Even the headquarters of the 108th Regiment were to suffer. We had noticed a little nervously that although a German observation balloon was looking into Ronssoy, a crowd of orderlies and officers were collected in the road outside the headquarters. The lesson was sharp. Twenty minutes after we had left the village in an ammunition lorry a salvo of 5.9's, entirely without warning, burst among the crowd.
Of the land-mines which had proved fatal to two of my tanks and to several tanks of the 4th Battalion we had received information, but the information was found to be inaccurate. Warning had reached us of a British anti-tank minefield laid in March, and we had marked the mines on our maps. The minefield, however, was in fact five hundred yards from its supposed position, and its full extent was not discovered until on the 29th ten American tanks endeavoured to pass across it and were destroyed.
On the 28th it was clear enough that, although parties of American infantry were out in front of their original line, The Knoll, together with Quennemont and Guillemont Farms, remained in German hands. The attack of the 108th Regiment was more than unsuccessful. If it had never been launched the attack on the 29th might have taken place at least under cover of a barrage; but now that scattered bodies of Americans, surrounded by the enemy, were ahead, no barrage could be employed.
While the survivors of Ryan's section, under the command of Thomas, were salving what remained of their tank equipment, the three remaining sections moved forward from Manancourt with the battalions to which they had been allotted. Fortunately, my officers reconnoitred their own routes, for two of the convoys with which they were trekking temporarily lost their way.[37] My tanks were detailed once again to carry supplies for the fighting tanks, a dull and thankless task.

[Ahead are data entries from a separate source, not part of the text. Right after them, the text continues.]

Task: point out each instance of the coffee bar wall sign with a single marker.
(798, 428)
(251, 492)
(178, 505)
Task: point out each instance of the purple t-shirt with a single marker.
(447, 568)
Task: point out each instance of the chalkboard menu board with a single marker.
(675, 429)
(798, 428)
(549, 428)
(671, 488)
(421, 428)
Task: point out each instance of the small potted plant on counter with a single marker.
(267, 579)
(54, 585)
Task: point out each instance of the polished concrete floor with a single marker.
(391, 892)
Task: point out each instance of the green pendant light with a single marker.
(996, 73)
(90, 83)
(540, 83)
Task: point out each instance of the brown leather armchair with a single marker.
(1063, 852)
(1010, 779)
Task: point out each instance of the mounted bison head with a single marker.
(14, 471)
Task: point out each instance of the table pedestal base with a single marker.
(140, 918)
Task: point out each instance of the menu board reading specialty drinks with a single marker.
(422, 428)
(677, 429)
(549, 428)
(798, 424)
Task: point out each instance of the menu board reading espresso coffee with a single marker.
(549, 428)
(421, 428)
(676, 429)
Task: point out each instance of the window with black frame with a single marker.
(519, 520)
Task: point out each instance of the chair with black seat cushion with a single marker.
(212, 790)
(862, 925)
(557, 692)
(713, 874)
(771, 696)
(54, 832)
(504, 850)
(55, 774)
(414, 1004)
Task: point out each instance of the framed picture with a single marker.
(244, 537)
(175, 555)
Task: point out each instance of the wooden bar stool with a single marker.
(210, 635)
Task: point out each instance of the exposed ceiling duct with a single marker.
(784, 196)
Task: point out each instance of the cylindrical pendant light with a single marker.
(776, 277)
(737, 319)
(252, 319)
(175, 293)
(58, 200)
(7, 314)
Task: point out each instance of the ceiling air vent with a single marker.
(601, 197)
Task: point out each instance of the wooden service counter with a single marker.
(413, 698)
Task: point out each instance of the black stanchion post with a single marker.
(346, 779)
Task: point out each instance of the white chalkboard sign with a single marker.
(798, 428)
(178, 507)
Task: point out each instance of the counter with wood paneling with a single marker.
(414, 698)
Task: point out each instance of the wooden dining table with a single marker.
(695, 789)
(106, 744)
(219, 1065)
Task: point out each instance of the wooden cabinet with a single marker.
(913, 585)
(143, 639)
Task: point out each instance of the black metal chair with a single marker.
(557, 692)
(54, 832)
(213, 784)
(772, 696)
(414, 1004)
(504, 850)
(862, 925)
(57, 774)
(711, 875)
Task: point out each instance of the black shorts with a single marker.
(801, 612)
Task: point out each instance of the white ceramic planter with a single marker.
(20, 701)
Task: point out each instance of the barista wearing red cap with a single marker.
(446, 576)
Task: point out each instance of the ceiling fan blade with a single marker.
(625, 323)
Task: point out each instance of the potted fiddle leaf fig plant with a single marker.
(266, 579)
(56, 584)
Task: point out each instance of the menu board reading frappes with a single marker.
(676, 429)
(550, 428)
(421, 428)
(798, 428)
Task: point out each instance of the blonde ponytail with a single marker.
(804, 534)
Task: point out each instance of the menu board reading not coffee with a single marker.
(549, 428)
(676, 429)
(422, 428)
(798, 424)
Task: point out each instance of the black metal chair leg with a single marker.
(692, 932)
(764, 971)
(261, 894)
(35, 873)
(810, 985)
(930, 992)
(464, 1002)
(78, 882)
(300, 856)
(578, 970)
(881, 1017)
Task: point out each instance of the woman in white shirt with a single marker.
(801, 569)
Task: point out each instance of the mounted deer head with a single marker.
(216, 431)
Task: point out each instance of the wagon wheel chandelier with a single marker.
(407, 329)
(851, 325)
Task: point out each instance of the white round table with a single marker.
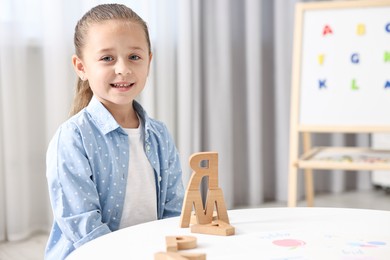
(264, 233)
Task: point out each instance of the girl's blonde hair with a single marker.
(97, 14)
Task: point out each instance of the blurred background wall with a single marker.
(220, 80)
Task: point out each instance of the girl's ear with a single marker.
(78, 67)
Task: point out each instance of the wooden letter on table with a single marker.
(204, 217)
(176, 243)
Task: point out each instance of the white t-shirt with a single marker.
(140, 200)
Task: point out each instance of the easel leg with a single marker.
(292, 186)
(309, 184)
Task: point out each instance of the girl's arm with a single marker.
(73, 194)
(175, 190)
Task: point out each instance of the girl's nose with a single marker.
(122, 68)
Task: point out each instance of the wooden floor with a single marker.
(33, 248)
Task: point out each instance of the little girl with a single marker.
(110, 166)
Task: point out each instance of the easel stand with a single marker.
(204, 222)
(335, 89)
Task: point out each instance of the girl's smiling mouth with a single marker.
(122, 85)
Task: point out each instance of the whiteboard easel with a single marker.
(340, 84)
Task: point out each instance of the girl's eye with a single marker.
(107, 58)
(134, 57)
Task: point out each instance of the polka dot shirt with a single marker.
(87, 167)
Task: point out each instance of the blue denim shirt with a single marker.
(87, 168)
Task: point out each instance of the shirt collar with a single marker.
(106, 122)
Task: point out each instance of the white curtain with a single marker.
(220, 80)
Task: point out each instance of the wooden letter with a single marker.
(175, 243)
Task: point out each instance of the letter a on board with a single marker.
(327, 30)
(355, 58)
(322, 83)
(387, 56)
(360, 29)
(354, 86)
(321, 59)
(387, 27)
(387, 84)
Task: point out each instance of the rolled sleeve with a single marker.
(73, 194)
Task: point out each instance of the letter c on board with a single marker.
(387, 27)
(355, 58)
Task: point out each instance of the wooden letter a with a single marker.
(214, 194)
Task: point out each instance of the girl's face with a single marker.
(115, 61)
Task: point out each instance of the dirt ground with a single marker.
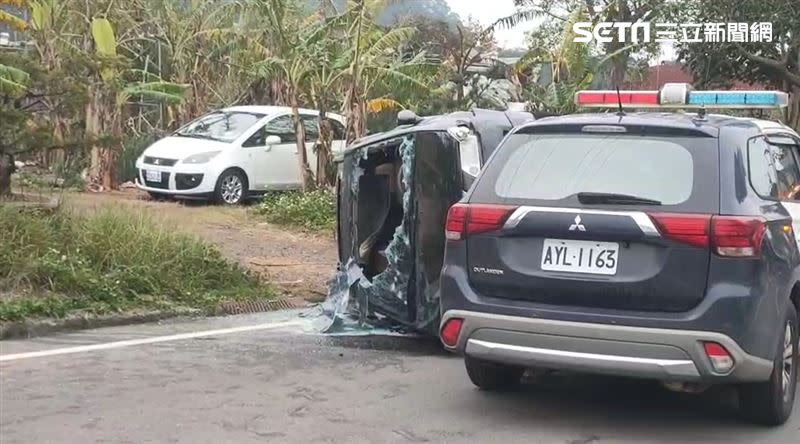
(298, 263)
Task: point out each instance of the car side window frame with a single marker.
(314, 120)
(339, 131)
(774, 171)
(284, 140)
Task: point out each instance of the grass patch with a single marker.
(311, 211)
(57, 263)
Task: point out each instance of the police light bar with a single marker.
(681, 95)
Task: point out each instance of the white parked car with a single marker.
(230, 154)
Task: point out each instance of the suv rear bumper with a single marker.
(654, 353)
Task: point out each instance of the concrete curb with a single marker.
(43, 327)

Two hours after "zero," on the 29th, my car felt its way through thick mist into Hargicourt, a dilapidated village a mile or so from the "infantry start line." The Brigade had ordered that the Refilling Point for tanks should be an open stretch of rough pasture on the farther side of the village. The map reference of the point was L5b4.1. It was intended that on the afternoon of the battle lorries should bring supplies to the Refilling Point, that the loads should there be transferred to my tanks, and that my tanks with a day's supplies on board should follow the fighting tanks across the broken desolate country of the Hindenburg system of trenches. I had decided in consequence to make L5b4.1 my headquarters.
The enemy did not approve of this decision. As soon as the mist began to clear Hargicourt itself was shelled methodically, while the proposed Refilling Point, which was surrounded by a number of half-concealed batteries, was the object of a bitter hate. A wireless tank, destined for the same unhappy spot, had retired into the garden of a cottage, and I accompanied the wireless tank. It belonged to my old battalion. We heard all the news, and the driver knew how to make tea.

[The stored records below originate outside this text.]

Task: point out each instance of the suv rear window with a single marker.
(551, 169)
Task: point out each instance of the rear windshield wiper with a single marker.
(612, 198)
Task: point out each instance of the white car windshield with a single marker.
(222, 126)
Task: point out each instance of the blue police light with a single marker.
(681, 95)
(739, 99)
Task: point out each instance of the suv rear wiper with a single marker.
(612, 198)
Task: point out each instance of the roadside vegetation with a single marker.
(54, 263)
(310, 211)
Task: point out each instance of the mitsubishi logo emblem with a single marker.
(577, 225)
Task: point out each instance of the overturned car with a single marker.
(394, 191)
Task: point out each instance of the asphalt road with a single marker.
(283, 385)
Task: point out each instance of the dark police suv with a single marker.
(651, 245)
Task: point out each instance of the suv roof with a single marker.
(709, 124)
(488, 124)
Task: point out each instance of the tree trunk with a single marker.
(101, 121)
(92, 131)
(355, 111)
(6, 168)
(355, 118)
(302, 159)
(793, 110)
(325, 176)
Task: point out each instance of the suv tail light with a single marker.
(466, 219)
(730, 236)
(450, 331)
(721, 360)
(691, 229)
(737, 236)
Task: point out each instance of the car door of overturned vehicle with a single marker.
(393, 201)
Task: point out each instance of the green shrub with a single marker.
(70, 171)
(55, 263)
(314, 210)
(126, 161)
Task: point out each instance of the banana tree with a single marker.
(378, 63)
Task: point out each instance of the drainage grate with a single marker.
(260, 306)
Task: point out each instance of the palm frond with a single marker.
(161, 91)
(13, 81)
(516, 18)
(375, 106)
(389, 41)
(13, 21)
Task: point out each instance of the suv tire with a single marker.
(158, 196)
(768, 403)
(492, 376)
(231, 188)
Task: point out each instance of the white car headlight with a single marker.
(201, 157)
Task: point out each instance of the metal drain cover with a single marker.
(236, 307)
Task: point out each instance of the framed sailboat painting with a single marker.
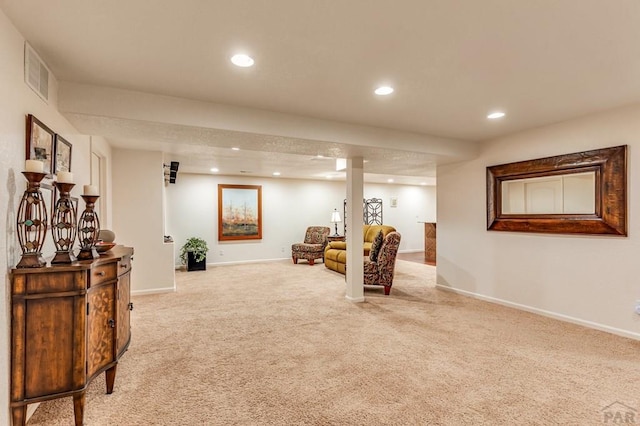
(239, 212)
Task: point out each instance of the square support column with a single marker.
(355, 265)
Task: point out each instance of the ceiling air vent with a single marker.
(36, 73)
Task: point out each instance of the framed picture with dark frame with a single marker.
(63, 155)
(40, 143)
(239, 212)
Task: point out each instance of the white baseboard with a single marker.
(153, 291)
(239, 262)
(588, 324)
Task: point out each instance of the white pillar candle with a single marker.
(90, 190)
(65, 177)
(36, 166)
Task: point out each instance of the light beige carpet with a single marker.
(277, 344)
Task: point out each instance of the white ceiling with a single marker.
(451, 63)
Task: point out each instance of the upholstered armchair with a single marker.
(379, 268)
(315, 240)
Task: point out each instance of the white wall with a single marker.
(592, 280)
(18, 100)
(138, 218)
(288, 207)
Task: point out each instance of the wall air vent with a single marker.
(36, 73)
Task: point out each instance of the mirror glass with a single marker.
(571, 193)
(578, 193)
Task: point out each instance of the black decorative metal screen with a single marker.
(371, 212)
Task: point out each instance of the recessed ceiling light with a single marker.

Soon it became clear that for once the battle was not proceeding in accordance with plan. Obviously the enemy was still clinging to the Quennemont Ridge, and the left flank of the attacking infantry was uncovered. The direction from which the bulk of the shelling came could not be mistaken. Hargicourt itself was being shelled with light stuff, while, if we had reached our objectives to time, the village would by now have been out of range.
The news was melancholy. The wounded, streaming back through the village, told us that the enemy machine-guns were murderous; reports from tank officers showed that an appalling number of tanks had received "direct hits"; of the Americans nothing had been heard. From our right, however, came the astounding rumour that the 46th Division had achieved the impossible by forcing the passage of the canal and capturing Bellenglise.
A gunner officer was being carried down the street of the village on a stretcher. He was so badly wounded that his nerve was gone, and he asked me piteously as he passed me whether he was now quite safe. I had left him and was fifty yards or so away when a field-gun shell burst close to the stretcher. For a moment the smoke enveloped the little group. Then it blew away—the stretcher-bearers were standing quite still. I hurried to them. Not one of them had been touched. Mercifully the officer had lost consciousness. The stretcher-bearers just grinned, gave their straps a hitch, and strode off down the street again.